Disappointment and Pain

Boy #3 had a hard day. Since we moved here, he has impressed everyone with his math skills. He’s done well on all the standardized testing and gotten straight As. Last year he even won a trophy at the math competition for second place in the mental math category. He was really eager to compete again.

His favorite math teacher from last year left the school. The new teacher didn’t prioritize the math team over the academic challenge team (he’s on both) and they barely practiced, he was put in the geometry category which he wasn’t excited about, and everything just felt off this year.

Today was the math olympics. When they announced the winners, we all were shocked to learn that he did not place high enough for a trophy or ribbon. From across the huge gym, we could tell that he was upset. He was very obviously crying and struggling. What happened next was the most impressive thing, more impressive perhaps that actually winning.

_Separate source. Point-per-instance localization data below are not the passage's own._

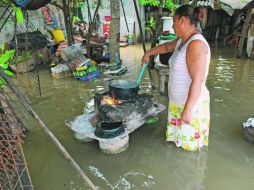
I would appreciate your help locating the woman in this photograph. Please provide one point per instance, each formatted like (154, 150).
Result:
(189, 105)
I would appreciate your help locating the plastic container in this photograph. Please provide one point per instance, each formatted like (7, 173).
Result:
(58, 35)
(107, 18)
(23, 3)
(71, 52)
(91, 76)
(168, 24)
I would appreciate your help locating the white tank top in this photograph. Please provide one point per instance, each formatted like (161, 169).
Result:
(179, 77)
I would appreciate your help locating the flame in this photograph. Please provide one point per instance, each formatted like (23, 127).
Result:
(109, 100)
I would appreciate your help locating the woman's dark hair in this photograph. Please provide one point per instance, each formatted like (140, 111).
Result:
(188, 11)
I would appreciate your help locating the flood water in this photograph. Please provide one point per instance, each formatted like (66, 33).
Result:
(149, 162)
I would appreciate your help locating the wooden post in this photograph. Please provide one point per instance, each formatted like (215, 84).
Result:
(244, 32)
(114, 29)
(60, 147)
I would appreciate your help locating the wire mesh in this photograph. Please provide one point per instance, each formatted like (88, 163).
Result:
(13, 168)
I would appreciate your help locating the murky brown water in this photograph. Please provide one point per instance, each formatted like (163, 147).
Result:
(149, 162)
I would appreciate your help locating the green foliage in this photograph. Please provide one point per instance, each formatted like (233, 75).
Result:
(169, 4)
(5, 61)
(149, 2)
(25, 56)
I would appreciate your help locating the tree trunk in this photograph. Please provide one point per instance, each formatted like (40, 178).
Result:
(244, 32)
(114, 29)
(157, 30)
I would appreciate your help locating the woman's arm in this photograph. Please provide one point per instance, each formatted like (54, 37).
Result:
(160, 49)
(196, 61)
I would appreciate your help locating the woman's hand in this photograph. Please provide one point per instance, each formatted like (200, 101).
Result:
(186, 116)
(145, 59)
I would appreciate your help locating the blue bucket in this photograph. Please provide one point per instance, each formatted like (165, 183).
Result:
(23, 3)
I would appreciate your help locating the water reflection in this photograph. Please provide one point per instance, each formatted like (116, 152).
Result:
(187, 169)
(126, 181)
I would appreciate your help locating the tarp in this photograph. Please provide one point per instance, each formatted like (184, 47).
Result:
(236, 4)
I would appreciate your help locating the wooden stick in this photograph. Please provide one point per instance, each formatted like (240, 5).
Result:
(24, 101)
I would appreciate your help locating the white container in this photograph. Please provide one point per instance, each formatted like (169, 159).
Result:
(168, 24)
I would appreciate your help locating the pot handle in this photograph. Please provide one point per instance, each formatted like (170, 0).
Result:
(141, 73)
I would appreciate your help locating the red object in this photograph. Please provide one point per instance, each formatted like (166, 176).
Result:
(106, 30)
(107, 18)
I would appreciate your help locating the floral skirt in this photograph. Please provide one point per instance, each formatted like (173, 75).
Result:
(193, 136)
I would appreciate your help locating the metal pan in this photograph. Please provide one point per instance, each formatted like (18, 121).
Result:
(123, 89)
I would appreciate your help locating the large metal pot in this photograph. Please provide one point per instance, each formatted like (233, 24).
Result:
(123, 89)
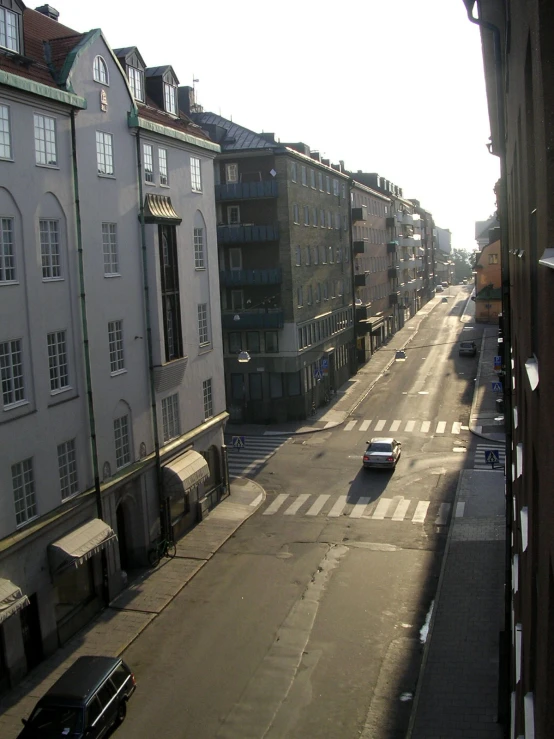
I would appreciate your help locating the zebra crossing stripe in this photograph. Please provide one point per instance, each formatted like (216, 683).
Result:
(381, 508)
(277, 503)
(421, 511)
(401, 509)
(359, 508)
(298, 503)
(442, 518)
(337, 509)
(318, 505)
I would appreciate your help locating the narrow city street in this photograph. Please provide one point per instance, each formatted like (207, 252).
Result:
(309, 621)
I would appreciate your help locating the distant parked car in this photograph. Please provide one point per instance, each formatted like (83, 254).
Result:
(382, 452)
(467, 349)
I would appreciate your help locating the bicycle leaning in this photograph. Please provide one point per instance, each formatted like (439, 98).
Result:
(162, 548)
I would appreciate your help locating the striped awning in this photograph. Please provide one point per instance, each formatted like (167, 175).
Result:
(11, 599)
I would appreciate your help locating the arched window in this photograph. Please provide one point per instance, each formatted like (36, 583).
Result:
(100, 70)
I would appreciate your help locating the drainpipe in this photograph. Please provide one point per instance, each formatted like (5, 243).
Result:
(505, 655)
(86, 347)
(164, 522)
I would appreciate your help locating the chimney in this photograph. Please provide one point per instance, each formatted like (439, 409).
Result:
(48, 11)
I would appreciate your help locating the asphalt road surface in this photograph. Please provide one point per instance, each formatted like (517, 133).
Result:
(309, 621)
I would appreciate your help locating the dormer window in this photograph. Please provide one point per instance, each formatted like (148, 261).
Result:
(9, 31)
(170, 99)
(136, 82)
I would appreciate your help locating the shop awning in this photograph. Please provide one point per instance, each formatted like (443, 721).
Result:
(78, 546)
(11, 599)
(185, 472)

  1. His buddy immediately started comforting him.
  2. Someone that he just met today from another school in his district comforted him.
  3. He cheered his friends on in the following categories.
  4. He smiled and laughed again.
  5. He heard everything I said to him which was that no trophy, ribbon, or prize could make me any more proud of him than I was right now.
  6. He’s ready to fight again next year. He does not want to give up.

Boy #3 hasn’t faced a lot of adversity like this, especially with school stuff. Success has always seemed to find him no matter what. But I can see that he is learning from this, he has to find the drive to keep trying no matter what. He is facing down disappointment and he will come out stronger because of it.

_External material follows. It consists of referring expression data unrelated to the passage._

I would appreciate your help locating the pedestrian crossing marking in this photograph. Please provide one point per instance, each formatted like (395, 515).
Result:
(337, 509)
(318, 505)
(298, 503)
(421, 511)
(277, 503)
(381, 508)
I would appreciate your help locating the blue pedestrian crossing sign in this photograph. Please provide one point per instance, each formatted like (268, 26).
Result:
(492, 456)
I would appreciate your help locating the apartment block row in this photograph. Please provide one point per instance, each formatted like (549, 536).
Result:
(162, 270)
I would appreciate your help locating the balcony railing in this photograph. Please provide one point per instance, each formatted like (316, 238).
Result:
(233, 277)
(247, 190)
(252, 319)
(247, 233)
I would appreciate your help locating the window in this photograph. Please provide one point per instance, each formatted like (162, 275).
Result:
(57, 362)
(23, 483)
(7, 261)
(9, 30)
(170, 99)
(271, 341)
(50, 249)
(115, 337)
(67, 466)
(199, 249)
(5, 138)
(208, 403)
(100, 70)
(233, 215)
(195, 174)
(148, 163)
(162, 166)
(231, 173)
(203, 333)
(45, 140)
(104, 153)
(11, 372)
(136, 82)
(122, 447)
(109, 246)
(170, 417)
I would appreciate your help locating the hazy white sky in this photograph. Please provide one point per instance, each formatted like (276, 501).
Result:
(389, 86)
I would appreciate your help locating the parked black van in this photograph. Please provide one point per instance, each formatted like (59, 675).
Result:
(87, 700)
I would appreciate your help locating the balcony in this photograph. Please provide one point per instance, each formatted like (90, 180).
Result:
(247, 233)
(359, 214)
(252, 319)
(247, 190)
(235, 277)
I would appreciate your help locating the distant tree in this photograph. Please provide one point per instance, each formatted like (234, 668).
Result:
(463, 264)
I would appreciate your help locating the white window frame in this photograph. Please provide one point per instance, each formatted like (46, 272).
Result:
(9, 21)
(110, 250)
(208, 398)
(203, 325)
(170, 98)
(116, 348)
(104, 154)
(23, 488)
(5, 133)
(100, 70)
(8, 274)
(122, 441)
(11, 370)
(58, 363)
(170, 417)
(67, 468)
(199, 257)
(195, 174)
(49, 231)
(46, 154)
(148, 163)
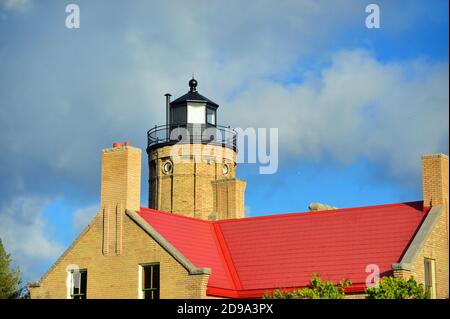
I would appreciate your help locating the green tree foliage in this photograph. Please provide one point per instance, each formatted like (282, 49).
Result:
(397, 288)
(9, 279)
(317, 289)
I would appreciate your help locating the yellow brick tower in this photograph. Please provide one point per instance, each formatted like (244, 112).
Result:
(192, 161)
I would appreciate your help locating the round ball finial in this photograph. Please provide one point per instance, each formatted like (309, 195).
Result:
(193, 84)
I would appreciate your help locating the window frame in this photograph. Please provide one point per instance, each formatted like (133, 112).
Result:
(79, 295)
(429, 270)
(142, 289)
(214, 112)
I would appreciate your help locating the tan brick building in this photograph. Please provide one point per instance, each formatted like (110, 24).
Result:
(194, 242)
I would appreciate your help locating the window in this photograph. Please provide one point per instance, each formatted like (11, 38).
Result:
(196, 113)
(211, 116)
(225, 169)
(150, 281)
(78, 284)
(430, 277)
(167, 167)
(178, 115)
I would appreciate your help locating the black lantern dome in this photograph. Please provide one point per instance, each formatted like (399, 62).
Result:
(195, 114)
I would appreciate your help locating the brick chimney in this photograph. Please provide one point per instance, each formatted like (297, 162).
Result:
(229, 198)
(120, 190)
(435, 179)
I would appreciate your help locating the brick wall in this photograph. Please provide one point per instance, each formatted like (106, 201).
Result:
(188, 189)
(436, 246)
(117, 276)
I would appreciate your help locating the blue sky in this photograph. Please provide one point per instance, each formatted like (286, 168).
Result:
(355, 107)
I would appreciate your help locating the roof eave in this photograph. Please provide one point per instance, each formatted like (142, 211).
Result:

I almost think he needed this pain and disappointment to learn how to regroup and move past a loss. It seems strange to celebrate a lack of success, but I think this moment is where we see what he’s truly made of. Life is so much easier when you just keep winning. It’s great riding high on top. The real struggle is when you have to do your time down low and you pull yourself back up to the top. Then you can appreciate the success you are having and the losses, while they do sting, don’t take you out of the game completely.

I am so proud of my non-ribbon carrying, non-trophying toting boy. Next year he will work harder and do even better. I know he can do it.